I would be curious to learn if they same would help you and your Argons or if it’s just me/something I’m doing. I’ll continue to post my results to my original thread but will follow this thread here too. Please continue to report what you find.

That wouldn’t work for me, because I need the messages at the time they are generated. The disconnect is still happening, but fortunately it hasn’t happened during a game (unlike previously), so these changes are an improvement. Just not a solution.

@IUnknown Yeah I get that… maybe try just using particle.Publish() instead of PublishQueue temporarily just to determine if the culprit is in fact PublishQueue. I understand this may not be a final solution but helps pinpoint where the issue is. You mentioned earlier you only use PublishQueue just to leverage the metering of events to 1 second. I wonder if you stay connected all the time, can you do that right within the sketch. I.e. limit how often it can call Particle.Publish() to once per second rather than relying on PublishQueue for this at least to understand if it temporarily helps your scenario.

I did that initially. The problem is that makes the Publish events blocking, which interferes with other actions going on. When I have a very import event to publish that does go straight to Particle.publish, and since it is a single event I don’t worry about throttling. Those have been caught up in the disconnect problem as well. And, when that happens, it’s worse, since these are the very messages I need to get out.

I did try switch between PublishQueue and PublishQueueAsync, and that didn’t seem to make a difference in the outcome.

Hi, what I will propose is not a solution to your problem, but a way to add robustness to your system.

One way to go about getting events that your system should not miss is to add a mechanism to ACKnowledge the reception or if not received, retransmit the event again.

This is a TCP flow that shows the idea:
image

Best,
Gustavo.

Thanks, I appreciate that. However, that would only partially solve the problem, as what I need is timely delivery of the messages. Once the Particle reconnects the message gets delivered, it’s just late, which messes with the experience.

Hello @IUnknown,

Did you notice any SOS lights (red RGB blinking) when these reconnection events happen? If not, is that just a reconnection event or is your device resetting?
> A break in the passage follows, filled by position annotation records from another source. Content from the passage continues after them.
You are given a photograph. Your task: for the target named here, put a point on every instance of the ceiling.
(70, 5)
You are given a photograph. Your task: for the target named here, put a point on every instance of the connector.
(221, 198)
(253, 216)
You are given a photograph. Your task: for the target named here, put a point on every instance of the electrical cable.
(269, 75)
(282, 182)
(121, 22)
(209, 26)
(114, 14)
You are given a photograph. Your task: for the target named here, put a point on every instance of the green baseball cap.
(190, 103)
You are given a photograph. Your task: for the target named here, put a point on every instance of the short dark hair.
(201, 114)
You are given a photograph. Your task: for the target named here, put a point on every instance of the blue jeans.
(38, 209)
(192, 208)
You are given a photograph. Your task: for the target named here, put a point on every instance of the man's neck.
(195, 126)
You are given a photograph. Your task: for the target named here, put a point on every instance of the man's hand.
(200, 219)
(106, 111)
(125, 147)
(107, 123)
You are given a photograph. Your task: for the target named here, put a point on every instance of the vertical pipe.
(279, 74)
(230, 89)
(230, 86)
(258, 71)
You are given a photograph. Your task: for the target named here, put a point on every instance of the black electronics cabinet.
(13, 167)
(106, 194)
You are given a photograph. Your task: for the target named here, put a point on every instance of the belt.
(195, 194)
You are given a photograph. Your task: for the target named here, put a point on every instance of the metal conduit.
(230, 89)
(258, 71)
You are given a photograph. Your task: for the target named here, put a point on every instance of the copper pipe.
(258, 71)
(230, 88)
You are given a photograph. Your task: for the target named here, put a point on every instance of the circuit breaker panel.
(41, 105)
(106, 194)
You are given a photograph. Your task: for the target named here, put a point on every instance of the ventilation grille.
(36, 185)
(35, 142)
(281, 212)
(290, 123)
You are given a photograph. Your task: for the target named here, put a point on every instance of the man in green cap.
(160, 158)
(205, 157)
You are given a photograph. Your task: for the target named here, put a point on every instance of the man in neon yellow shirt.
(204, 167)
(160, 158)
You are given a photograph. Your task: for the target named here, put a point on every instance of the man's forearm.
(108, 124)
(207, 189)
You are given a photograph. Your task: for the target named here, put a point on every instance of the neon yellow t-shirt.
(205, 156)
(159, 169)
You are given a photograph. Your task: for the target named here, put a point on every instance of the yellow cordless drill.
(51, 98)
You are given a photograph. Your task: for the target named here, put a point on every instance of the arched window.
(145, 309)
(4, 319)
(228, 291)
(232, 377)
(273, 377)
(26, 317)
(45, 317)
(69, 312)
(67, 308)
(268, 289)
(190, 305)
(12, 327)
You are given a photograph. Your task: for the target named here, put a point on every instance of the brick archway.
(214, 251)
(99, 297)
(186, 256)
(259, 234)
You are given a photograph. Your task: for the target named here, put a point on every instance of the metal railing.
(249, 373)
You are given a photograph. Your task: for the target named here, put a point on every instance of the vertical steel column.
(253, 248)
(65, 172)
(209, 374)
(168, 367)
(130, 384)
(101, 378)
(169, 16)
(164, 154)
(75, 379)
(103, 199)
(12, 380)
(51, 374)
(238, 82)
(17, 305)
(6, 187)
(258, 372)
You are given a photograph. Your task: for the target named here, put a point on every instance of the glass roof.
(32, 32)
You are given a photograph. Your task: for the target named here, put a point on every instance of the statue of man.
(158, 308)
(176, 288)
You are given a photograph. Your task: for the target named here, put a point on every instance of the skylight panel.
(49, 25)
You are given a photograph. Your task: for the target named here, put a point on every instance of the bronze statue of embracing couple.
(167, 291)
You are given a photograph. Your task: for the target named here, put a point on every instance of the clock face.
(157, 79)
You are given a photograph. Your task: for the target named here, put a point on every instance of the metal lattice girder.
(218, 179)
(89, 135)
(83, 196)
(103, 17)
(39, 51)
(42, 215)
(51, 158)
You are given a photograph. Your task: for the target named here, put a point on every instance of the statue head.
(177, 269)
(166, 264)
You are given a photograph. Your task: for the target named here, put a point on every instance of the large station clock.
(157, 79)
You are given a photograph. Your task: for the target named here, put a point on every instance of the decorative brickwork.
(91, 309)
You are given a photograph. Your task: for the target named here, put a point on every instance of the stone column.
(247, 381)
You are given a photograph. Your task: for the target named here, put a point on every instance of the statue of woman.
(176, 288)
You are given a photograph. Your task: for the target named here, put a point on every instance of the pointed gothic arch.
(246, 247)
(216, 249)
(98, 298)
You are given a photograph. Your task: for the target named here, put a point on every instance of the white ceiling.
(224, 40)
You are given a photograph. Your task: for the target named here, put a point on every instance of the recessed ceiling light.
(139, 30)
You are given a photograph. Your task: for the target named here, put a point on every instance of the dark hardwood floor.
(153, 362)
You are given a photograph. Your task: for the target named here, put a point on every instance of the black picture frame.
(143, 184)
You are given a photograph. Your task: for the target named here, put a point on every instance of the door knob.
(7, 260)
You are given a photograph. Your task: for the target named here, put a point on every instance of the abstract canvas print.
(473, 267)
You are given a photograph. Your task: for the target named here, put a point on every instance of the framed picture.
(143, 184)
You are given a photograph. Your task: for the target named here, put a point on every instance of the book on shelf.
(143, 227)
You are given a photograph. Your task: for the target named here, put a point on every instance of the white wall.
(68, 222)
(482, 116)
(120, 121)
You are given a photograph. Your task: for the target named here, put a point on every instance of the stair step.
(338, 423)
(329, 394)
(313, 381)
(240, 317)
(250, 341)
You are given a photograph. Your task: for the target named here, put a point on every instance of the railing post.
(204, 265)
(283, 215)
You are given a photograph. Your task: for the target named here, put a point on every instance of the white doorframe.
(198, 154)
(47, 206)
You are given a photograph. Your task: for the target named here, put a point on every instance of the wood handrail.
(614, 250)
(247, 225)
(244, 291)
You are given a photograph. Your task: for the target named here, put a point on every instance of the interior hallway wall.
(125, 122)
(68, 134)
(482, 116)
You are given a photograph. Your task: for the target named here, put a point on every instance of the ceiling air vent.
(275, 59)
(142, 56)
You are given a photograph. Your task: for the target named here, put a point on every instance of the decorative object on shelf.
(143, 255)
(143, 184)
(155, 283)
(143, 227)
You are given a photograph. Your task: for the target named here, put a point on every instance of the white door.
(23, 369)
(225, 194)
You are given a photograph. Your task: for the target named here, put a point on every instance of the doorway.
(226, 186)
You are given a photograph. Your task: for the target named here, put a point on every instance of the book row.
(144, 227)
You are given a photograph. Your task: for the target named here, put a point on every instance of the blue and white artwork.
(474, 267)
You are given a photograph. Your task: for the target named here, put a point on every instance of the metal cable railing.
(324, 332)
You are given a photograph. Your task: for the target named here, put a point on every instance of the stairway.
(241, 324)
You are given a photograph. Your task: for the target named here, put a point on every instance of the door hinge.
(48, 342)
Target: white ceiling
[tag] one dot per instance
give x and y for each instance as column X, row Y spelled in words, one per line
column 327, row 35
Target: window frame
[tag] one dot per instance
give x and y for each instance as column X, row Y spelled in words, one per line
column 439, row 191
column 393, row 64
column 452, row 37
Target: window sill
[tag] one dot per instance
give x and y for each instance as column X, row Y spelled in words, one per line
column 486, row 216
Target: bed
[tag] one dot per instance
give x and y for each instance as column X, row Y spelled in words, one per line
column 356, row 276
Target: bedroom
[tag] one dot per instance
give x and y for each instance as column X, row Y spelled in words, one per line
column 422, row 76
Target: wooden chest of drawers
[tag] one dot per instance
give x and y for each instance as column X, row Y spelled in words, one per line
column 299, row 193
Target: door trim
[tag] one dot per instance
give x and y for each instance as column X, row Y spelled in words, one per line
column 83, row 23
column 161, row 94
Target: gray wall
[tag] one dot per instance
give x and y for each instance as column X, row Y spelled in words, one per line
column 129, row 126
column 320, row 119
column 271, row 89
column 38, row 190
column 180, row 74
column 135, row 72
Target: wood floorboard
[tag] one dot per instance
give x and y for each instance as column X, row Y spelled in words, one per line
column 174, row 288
Just reconnecting. No fault or reboot.

I just noticed this on the Particle documentation site for the Argon:

For the Argon, the keep-alive is not generally needed. However, in unusual networking situations if the network router/firewall removes the port forwarded back-channels unusually aggressively, you may need to use a keep-alive.

I’m wondering if this might be router related. We use Spectrum, and have their provided routers. Is there some function we could enable/disable that might help here?